ThinkPad P14s AI 9 XH PRO 370 w/96GB RAM & LLM benchmarks
Running Big LLMs on a Little Workstation: My Adventures with the ThinkPad P14s Gen 6 AMD
I’ve been experimenting with large language models (LLMs) lately, and I wanted to see how far I could push things using a (relatively) inexpensive laptop.
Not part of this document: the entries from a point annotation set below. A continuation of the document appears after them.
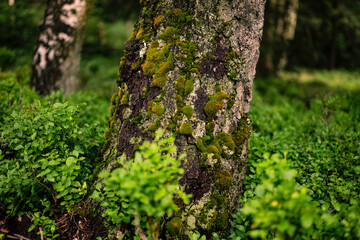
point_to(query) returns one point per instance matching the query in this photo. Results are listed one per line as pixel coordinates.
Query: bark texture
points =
(58, 50)
(279, 30)
(189, 68)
Enter the ThinkPad P14s Gen 6 AMD—a slim mobile workstation that set me back about $1,600. On paper it’s not exactly a “supercomputer,” but with the right configuration (and my go-to tool, LM Studio), it turns out this little black box can handle some pretty big AI workloads. 🚀
🔧 The Specs That Matter
- CPU: AMD Ryzen™ AI 9 HX PRO 370 (12 cores / 24 threads, up to 5.10 GHz)
- GPU: Integrated AMD Radeon™ 890M
- RAM: 96 GB DDR5-5600 (2 × 48 GB SODIMMs)
- Storage: 2 TB PCIe Gen4 SSD
- Display: 14″ 1920×1200 IPS, 500 nits, 100% sRGB
- Networking: Wi-Fi 7 (MediaTek MT7925)
- Battery: 57 Wh (decent, but let’s just say AI workloads = keep the charger handy 🔌)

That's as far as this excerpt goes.